Investors expect Powell to signal the Fed “is about to embark on a reinvigorated wave of easing,” said Halley. However, he said U.S. data “simply does not support the need for an aggressive easing cycle.”

The Shanghai Composite Index lost 0.5 points to 2,880.52 and Tokyo’s Nikkei 225 shed 0.4% to 20,603.43. Hong Kong’s Hang Seng inched up 0.1% to 26,260.52.

Seoul’s Kospi gained 0.5 points to 1,961.02 while Sydney’s S&P-ASX 200 fell 1.1% to 6,473.00. India’s Sensex gained 10 points to 37,338.00.

Taiwan, New Zealand and Southeast Asian markets retreated.

On Wall Street, the benchmark S&P 500 index snapped a three-day winning streak Tuesday and fell 0.8% to 2,900.51. The Dow Jones Industrial Average slid 0.7% to 25,962.44. The Nasdaq composite dropped 0.7% to 7,948.56.

The U.S. market has been volatile this month as investors try to parse conflicting signals on the U.S. economy and determine whether a recession is on the horizon.

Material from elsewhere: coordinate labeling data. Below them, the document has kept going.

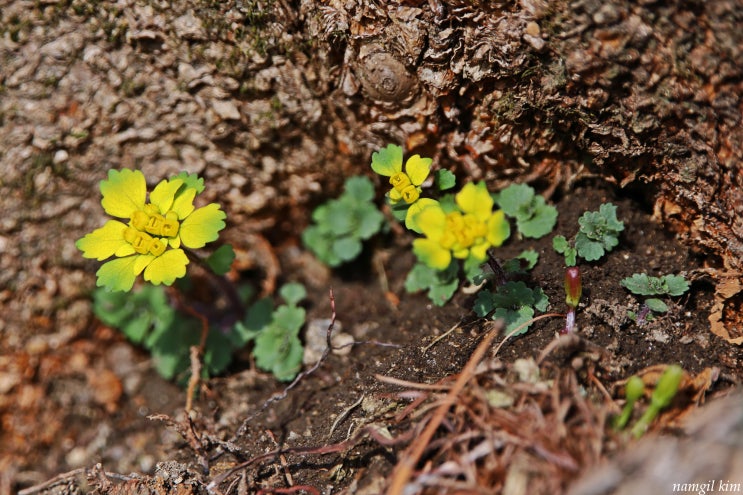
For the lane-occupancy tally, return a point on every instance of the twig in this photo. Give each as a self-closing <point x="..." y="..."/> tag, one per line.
<point x="442" y="336"/>
<point x="405" y="383"/>
<point x="404" y="468"/>
<point x="193" y="381"/>
<point x="282" y="459"/>
<point x="344" y="414"/>
<point x="325" y="449"/>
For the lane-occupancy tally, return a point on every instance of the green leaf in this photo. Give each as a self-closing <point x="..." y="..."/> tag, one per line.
<point x="440" y="284"/>
<point x="370" y="221"/>
<point x="515" y="318"/>
<point x="258" y="317"/>
<point x="541" y="222"/>
<point x="513" y="295"/>
<point x="599" y="232"/>
<point x="644" y="285"/>
<point x="387" y="161"/>
<point x="278" y="351"/>
<point x="560" y="244"/>
<point x="192" y="181"/>
<point x="221" y="260"/>
<point x="292" y="293"/>
<point x="541" y="301"/>
<point x="639" y="283"/>
<point x="676" y="285"/>
<point x="656" y="305"/>
<point x="359" y="188"/>
<point x="289" y="318"/>
<point x="444" y="179"/>
<point x="346" y="248"/>
<point x="484" y="303"/>
<point x="588" y="249"/>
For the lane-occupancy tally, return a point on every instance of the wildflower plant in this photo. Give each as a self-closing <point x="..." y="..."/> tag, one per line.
<point x="341" y="225"/>
<point x="149" y="233"/>
<point x="534" y="217"/>
<point x="598" y="234"/>
<point x="153" y="234"/>
<point x="276" y="332"/>
<point x="465" y="231"/>
<point x="512" y="301"/>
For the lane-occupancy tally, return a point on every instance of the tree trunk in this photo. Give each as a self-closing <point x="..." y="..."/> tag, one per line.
<point x="276" y="102"/>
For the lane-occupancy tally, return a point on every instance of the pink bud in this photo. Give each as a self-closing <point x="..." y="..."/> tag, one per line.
<point x="573" y="286"/>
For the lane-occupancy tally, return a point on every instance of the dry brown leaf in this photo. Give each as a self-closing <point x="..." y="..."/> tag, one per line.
<point x="726" y="318"/>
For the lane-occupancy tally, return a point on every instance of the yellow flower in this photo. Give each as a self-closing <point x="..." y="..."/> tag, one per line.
<point x="405" y="185"/>
<point x="468" y="231"/>
<point x="151" y="239"/>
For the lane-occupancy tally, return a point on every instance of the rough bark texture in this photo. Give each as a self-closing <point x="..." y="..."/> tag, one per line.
<point x="275" y="102"/>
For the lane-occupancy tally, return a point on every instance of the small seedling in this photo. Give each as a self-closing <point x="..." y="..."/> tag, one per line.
<point x="573" y="291"/>
<point x="598" y="234"/>
<point x="341" y="225"/>
<point x="147" y="318"/>
<point x="633" y="390"/>
<point x="534" y="217"/>
<point x="278" y="348"/>
<point x="665" y="391"/>
<point x="438" y="284"/>
<point x="642" y="284"/>
<point x="514" y="302"/>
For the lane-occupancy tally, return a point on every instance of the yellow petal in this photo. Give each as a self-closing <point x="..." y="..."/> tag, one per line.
<point x="124" y="192"/>
<point x="167" y="267"/>
<point x="119" y="274"/>
<point x="498" y="228"/>
<point x="418" y="169"/>
<point x="415" y="208"/>
<point x="431" y="221"/>
<point x="105" y="242"/>
<point x="183" y="204"/>
<point x="202" y="226"/>
<point x="431" y="253"/>
<point x="475" y="199"/>
<point x="164" y="193"/>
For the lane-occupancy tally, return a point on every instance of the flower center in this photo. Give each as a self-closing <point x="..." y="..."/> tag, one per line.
<point x="143" y="243"/>
<point x="462" y="231"/>
<point x="152" y="222"/>
<point x="402" y="184"/>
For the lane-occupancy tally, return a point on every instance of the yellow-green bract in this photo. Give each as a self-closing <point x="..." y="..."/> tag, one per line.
<point x="468" y="231"/>
<point x="151" y="240"/>
<point x="405" y="185"/>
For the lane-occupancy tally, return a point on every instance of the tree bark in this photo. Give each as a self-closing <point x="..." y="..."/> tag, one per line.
<point x="276" y="102"/>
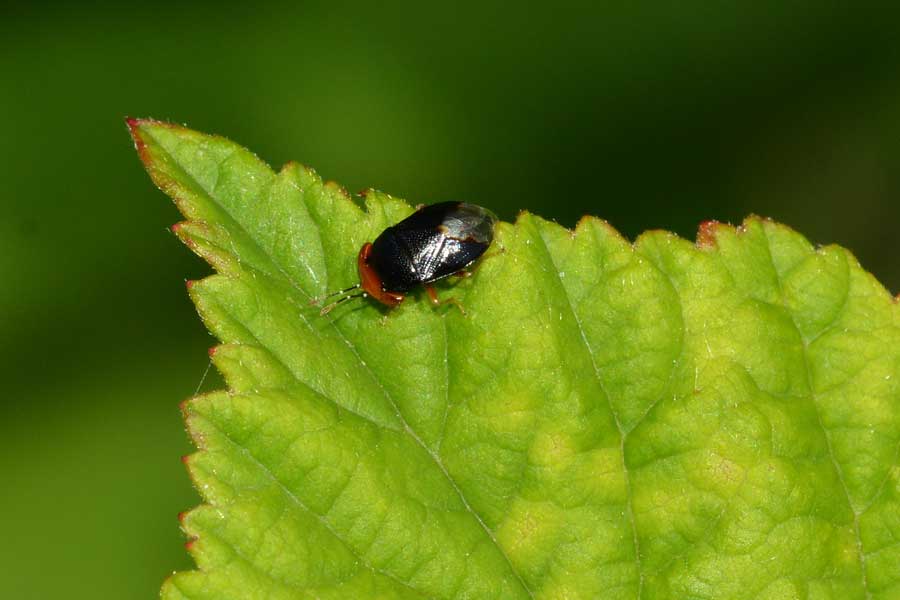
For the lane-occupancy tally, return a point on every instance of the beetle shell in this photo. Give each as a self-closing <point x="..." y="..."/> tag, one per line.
<point x="434" y="242"/>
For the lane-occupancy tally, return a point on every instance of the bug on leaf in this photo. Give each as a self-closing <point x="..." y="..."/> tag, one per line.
<point x="436" y="241"/>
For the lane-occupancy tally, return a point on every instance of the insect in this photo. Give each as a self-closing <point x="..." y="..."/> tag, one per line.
<point x="436" y="241"/>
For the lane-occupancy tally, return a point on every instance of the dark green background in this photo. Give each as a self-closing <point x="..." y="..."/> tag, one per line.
<point x="649" y="117"/>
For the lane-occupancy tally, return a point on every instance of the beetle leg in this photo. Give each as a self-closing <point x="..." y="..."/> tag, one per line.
<point x="435" y="301"/>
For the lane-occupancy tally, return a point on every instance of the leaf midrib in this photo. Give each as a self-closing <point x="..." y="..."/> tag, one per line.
<point x="275" y="263"/>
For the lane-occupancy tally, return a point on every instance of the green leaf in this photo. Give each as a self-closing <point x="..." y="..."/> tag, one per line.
<point x="607" y="420"/>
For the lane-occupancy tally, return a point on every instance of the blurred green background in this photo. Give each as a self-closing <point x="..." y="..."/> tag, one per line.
<point x="651" y="117"/>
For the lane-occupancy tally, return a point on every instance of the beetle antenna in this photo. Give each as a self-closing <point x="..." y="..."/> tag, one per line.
<point x="332" y="294"/>
<point x="327" y="309"/>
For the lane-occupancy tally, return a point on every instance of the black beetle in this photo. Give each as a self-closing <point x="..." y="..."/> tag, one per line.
<point x="434" y="242"/>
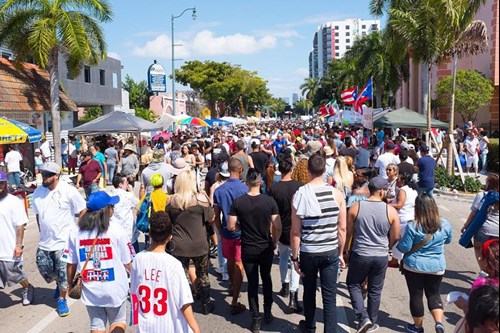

A key concern is that the U.S.-Chinese tariff war will weigh on global economic growth.

Some chipmakers rose on Monday’s news the Trump administration delayed enforcement of export curbs on U.S. technology sales to Chinese telecom equipment maker Huawei Technologies Ltd. Qualcomm added 1.6%.

Last week, many stock indexes around the world hit their lowest points of the year before rallying. Analysts say the concerns that drove that sell-off could resurface at any time.